The second way in which option (i) might be misleading lies in the way that the left hand columns are described. On option (i), being-in as such is glossed as comporting towards entities as entities. But this obscures the fact that we only get entities in the picture when being-in is fallen (the third column). Being-in as such (the first two columns) is Dasein's disclosedness (projecting possibilities, finding thrownness, articulating intelligibility), which is its openness to being.

Option (ii) attempts to avoid both of these problems, but runs into equally serious problems of its own. First, it addresses the second problem by describing being-in as openness to being rather than comportment towards entities as entities (i.e. in their being). But this risks severing dasein's openness to being from its comportment towards entities, and so implying that dasein's disclosure of being is some kind of mystical communion distinct from its everyday dealings with entities. Being is always the being of entities, so an openness to being is always an openness to entities in their being.

Option (ii) addresses the first problem by describing fallen dasein not as ontic, but as ontico-ontological. Dasein never simply relates to entities apart from its comportment towards them as entities (i.e. in their being), so is never merely ontic. Identifying the right hand column as ontico-ontological makes clear that it is a modification (via falling) of the left hand columns, rather than an addition to or substratum for them. It emphasises that the columns cannot be understood separately. The problem with this is that it might not be clear what the 'ontological' columns add to the picture, if the right hand column is in itself (ontico-)ontological.

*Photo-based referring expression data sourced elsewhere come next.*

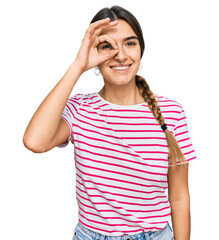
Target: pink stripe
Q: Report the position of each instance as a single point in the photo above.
(117, 165)
(113, 200)
(181, 133)
(181, 126)
(120, 180)
(97, 222)
(104, 155)
(116, 194)
(127, 210)
(189, 152)
(190, 145)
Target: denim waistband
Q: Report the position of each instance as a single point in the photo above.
(140, 236)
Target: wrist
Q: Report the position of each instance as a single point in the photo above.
(77, 68)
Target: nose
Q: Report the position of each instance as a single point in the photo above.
(121, 56)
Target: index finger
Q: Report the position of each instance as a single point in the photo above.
(101, 24)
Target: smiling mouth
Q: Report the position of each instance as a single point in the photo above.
(121, 68)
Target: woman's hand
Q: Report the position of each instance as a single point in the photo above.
(88, 55)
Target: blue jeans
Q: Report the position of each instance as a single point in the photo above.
(83, 233)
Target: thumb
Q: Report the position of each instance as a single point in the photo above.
(110, 54)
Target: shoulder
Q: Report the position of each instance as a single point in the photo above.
(167, 102)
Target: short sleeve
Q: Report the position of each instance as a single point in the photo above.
(182, 136)
(69, 115)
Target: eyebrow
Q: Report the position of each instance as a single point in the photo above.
(129, 38)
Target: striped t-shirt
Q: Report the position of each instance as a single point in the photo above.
(121, 160)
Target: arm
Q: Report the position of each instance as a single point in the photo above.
(46, 128)
(178, 193)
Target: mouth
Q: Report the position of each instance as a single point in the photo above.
(121, 68)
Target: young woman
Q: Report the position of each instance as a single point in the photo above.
(130, 144)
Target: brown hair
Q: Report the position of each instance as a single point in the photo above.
(117, 12)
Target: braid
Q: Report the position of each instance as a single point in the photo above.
(174, 148)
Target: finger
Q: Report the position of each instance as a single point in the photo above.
(96, 24)
(105, 38)
(109, 55)
(102, 27)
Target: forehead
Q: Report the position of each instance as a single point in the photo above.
(121, 30)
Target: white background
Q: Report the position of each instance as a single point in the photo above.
(39, 40)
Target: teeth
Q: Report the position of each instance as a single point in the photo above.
(120, 68)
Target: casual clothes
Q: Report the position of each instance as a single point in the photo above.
(83, 233)
(121, 159)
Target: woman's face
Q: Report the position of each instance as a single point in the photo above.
(129, 54)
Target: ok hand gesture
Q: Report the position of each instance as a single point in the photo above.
(88, 55)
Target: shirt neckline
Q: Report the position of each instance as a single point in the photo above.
(119, 106)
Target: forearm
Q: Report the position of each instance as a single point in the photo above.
(45, 121)
(181, 220)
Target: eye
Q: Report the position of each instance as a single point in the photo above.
(131, 43)
(106, 46)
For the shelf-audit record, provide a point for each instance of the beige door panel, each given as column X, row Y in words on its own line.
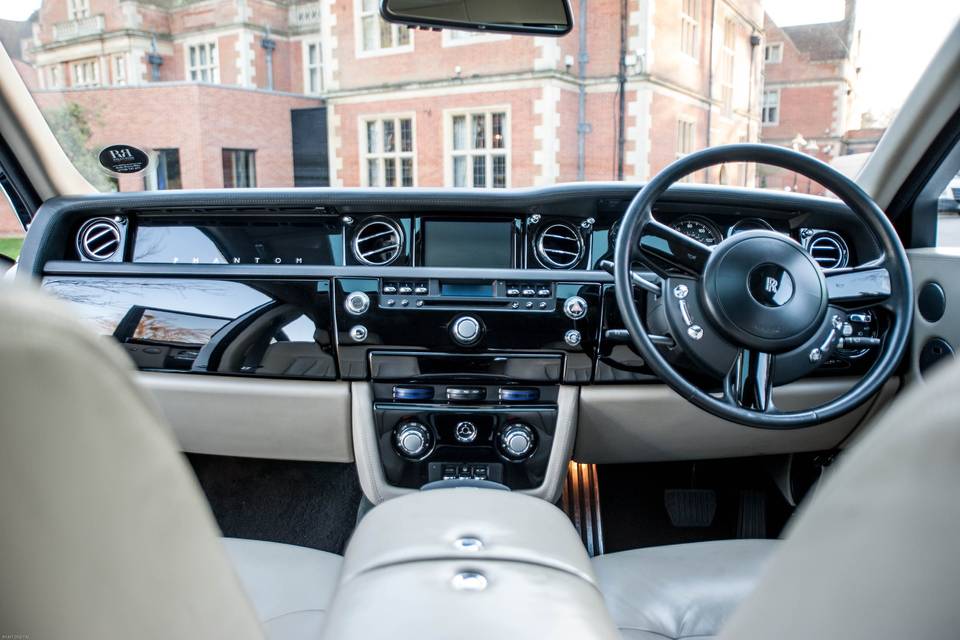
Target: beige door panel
column 280, row 419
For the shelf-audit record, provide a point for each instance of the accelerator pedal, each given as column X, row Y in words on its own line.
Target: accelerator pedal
column 690, row 507
column 581, row 502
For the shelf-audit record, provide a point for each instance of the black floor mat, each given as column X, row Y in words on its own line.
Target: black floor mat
column 634, row 512
column 310, row 504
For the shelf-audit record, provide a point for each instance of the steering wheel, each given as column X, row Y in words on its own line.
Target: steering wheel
column 755, row 310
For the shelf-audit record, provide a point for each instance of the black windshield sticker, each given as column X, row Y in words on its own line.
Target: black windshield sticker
column 122, row 159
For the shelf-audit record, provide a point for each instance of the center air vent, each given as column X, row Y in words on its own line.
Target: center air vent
column 99, row 239
column 828, row 250
column 559, row 246
column 377, row 242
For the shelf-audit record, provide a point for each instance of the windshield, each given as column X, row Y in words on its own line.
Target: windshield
column 294, row 93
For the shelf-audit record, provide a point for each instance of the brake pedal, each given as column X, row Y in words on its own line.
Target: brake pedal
column 690, row 507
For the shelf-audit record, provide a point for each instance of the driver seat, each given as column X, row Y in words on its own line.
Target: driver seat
column 872, row 554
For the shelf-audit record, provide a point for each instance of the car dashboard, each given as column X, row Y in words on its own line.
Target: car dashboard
column 464, row 313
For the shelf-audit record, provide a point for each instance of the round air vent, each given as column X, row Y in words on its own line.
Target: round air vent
column 828, row 249
column 377, row 242
column 559, row 246
column 99, row 239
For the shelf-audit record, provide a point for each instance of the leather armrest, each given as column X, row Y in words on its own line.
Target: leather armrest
column 427, row 526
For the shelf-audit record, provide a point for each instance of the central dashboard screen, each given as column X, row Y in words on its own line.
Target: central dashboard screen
column 468, row 243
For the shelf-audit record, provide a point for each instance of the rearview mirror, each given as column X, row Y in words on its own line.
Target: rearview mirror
column 539, row 17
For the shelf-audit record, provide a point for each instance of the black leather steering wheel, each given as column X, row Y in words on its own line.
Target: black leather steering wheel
column 755, row 310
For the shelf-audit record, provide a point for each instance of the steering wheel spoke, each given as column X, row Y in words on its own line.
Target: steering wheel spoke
column 749, row 385
column 860, row 286
column 661, row 244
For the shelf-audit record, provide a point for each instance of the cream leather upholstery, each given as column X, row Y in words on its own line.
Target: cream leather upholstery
column 291, row 587
column 398, row 579
column 680, row 591
column 875, row 553
column 104, row 532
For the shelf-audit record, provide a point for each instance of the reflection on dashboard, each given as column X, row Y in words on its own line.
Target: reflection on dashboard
column 265, row 328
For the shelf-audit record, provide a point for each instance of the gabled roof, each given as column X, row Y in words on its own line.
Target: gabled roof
column 823, row 41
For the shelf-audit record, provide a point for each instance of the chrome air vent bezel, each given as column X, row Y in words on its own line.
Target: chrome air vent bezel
column 370, row 230
column 554, row 257
column 99, row 239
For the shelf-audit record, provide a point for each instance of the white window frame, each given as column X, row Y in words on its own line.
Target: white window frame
column 686, row 136
column 488, row 152
column 358, row 17
column 728, row 59
column 54, row 76
column 212, row 51
column 85, row 73
column 78, row 9
column 461, row 38
column 690, row 27
column 316, row 68
column 764, row 120
column 773, row 53
column 379, row 155
column 119, row 69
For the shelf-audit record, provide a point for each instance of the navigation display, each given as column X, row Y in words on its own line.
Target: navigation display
column 467, row 243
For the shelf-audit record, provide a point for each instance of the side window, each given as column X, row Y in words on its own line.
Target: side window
column 948, row 222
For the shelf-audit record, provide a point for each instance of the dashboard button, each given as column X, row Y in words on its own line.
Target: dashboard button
column 575, row 307
column 357, row 303
column 465, row 330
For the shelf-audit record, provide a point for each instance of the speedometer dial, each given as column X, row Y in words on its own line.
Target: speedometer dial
column 700, row 229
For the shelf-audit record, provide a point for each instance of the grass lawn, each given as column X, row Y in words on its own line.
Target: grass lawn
column 11, row 246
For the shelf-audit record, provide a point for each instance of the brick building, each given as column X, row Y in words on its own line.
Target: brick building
column 277, row 93
column 809, row 94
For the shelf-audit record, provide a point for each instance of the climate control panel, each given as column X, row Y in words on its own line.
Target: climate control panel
column 481, row 438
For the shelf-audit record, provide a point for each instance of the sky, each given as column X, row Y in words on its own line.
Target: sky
column 899, row 37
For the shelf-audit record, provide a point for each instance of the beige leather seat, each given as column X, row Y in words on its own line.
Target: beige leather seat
column 873, row 554
column 680, row 591
column 104, row 532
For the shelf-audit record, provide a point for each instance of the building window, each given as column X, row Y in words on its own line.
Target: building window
column 728, row 62
column 202, row 63
column 239, row 168
column 457, row 37
column 388, row 152
column 773, row 53
column 770, row 107
column 86, row 73
column 378, row 34
column 54, row 77
column 78, row 9
column 690, row 27
column 312, row 68
column 686, row 136
column 479, row 149
column 167, row 174
column 119, row 70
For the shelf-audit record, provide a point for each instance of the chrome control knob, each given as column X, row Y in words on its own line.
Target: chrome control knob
column 357, row 303
column 465, row 330
column 412, row 440
column 516, row 441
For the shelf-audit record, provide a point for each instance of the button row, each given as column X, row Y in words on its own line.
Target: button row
column 405, row 288
column 527, row 290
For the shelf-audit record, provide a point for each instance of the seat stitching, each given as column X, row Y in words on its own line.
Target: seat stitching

So the problem is basically this: given that the chart is supposed to show dasein as ontico-ontological, and given that it is through falling (the right hand column) that dasein's understanding of being connects up with the ontic, do we characterise this right hand column in terms of the "whole" that is realised in it (ontico-ontological) or the "part" that is contributed by it (ontic)? Similarly for the left hand columns. In other words: given that in making a chart we have to draw lines through the insoluble unity of dasein's being, where do we put the lines? Do we take Dasein as the (ontic) entity that understands the being of entities (ontological), or as the understander of being (ontological) that grasps being through entities (ontico-ontological)?